Ohio released the language of its proposal that would ask the federal government to approve a new work requirement for residents on Medicaid who gained coverage under the expansion of the program under the Affordable Care Act. Those over 55, in school, training for a job, in drug or alcohol treatment, dealing with serious mental illness or severe healthcare needs would be exempt. It will also request a waiver of the Obamacare requirement that everyone have healthcare.
Indiana and Kentucky have already received approval for similar restrictions; other states, largely those with GOP-controlled legislatures and governors, are expected to follow suit.
Ohio expanded Medicaid under the ACA in 2014, a move championed by Governor Kasich.
709,923 Ohioans enrolled under the expansion. As Loren Anthes, a fellow with the Center for Medicaid Policy at the Center for Community Solutions, points out, Ohio, by its own estimates, says 95% of enrollees are already meeting the proposed requirements (working 20 hours a week) or would be exempt. Only about 36,000 individuals would currently be affected and the state would expect one half, or about 18,000, to lose coverage over five years.
Worth noting: A state report, billed as the most comprehensive study of the expansion of Medicaid under the ACA, found that the majority of respondents said "enrollment in Medicaid made it easier to work, or to seek work if they were unemployed."
"Work requirements are redundant and unnecessary because most people are working. The problem is there aren't enough well-paying jobs," Wendy Patton, senior project director with Policy Matters Ohio, told the Columbus Dispatch.
Patton said that in Ohio, 61 percent of working-age Medicaid enrollees are working: 40 percent full time and 21 percent part time. Most of the rest, she said, are ill or disabled, in school, caring for someone or looking for work.

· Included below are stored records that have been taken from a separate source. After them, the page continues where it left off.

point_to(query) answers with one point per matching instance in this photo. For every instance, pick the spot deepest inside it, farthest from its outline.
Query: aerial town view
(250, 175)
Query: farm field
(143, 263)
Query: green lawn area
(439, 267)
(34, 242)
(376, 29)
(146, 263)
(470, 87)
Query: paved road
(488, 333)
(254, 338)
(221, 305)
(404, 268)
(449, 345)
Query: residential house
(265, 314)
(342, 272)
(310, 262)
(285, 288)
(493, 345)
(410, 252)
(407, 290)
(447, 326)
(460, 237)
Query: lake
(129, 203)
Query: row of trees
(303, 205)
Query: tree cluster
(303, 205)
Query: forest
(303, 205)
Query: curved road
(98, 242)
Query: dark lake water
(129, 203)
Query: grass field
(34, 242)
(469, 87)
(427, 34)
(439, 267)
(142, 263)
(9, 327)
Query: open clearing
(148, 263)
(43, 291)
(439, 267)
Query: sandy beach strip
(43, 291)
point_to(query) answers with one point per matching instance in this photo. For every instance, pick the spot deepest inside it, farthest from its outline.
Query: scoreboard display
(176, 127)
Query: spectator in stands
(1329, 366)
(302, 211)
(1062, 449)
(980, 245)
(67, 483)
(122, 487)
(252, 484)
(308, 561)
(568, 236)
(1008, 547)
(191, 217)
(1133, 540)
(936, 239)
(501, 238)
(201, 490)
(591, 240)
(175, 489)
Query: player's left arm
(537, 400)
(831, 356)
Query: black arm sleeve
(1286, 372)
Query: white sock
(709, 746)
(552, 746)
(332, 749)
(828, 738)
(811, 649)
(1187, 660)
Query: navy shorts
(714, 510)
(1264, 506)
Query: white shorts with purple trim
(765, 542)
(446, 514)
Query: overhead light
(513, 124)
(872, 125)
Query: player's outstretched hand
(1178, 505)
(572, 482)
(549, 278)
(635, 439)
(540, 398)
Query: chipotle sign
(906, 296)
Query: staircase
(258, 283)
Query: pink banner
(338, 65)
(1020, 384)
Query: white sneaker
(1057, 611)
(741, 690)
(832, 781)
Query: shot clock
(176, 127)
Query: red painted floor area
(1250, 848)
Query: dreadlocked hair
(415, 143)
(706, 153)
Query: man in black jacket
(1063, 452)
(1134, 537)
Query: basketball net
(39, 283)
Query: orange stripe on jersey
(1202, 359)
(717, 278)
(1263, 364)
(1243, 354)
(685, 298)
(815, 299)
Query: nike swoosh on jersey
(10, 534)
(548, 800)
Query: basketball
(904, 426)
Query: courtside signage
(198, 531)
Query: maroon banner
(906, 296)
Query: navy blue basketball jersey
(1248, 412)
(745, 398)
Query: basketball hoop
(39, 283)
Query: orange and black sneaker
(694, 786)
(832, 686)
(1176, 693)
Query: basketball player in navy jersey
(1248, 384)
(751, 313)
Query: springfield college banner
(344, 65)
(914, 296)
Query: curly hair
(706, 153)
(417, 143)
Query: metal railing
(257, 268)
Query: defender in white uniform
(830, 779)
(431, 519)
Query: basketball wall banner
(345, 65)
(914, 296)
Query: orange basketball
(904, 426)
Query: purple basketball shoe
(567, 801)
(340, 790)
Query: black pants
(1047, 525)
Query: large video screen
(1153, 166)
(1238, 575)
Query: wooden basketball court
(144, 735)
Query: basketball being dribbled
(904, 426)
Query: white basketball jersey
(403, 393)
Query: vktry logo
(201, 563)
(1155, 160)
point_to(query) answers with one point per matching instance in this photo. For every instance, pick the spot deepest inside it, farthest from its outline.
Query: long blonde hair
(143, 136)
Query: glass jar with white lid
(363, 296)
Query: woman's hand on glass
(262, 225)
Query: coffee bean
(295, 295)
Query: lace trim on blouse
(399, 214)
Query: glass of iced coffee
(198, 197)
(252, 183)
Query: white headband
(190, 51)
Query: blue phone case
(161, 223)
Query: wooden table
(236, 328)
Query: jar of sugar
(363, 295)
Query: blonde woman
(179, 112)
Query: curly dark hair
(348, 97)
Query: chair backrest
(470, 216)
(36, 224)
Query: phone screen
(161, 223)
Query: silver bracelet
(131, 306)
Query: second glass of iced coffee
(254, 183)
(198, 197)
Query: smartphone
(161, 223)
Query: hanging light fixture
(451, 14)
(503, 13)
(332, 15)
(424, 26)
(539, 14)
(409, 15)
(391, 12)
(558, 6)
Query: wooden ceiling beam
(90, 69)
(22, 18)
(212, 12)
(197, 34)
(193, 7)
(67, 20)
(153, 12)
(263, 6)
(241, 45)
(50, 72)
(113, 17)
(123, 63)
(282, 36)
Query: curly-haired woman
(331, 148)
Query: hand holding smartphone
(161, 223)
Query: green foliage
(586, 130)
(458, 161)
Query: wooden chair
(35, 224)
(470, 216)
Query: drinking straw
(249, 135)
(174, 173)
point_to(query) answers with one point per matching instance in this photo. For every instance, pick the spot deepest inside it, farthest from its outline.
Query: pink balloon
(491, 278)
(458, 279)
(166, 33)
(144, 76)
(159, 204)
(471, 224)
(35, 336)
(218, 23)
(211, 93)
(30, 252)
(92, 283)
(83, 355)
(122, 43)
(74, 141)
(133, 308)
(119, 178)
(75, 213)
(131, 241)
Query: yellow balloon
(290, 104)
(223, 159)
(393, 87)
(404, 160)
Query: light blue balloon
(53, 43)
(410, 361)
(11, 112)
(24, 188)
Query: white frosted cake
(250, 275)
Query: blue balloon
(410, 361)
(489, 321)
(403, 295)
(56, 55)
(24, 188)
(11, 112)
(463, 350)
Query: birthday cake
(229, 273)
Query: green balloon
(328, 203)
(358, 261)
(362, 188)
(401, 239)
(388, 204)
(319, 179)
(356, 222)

Work requirements can trip up low-wage workers because their hours often fluctuate. Those in jobs such as fast-food, retail and landscaping might have changing or seasonal hours, and under the proposed employment policy, workers who don’t get enough hours lose Medicaid coverage, making it harder to stay healthy and employed.
"This policy will end up kicking people out of medical care and making it harder for them to work, not easier," Patton said.
The proposal would include provisions for limited enforcement in counties with an unemployment rate of more than 10% or limited jobs.
More than 1 in 5 Ohioans are enrolled in Medicaid.
Ohio's target date for the work requirement is July 1, 2018.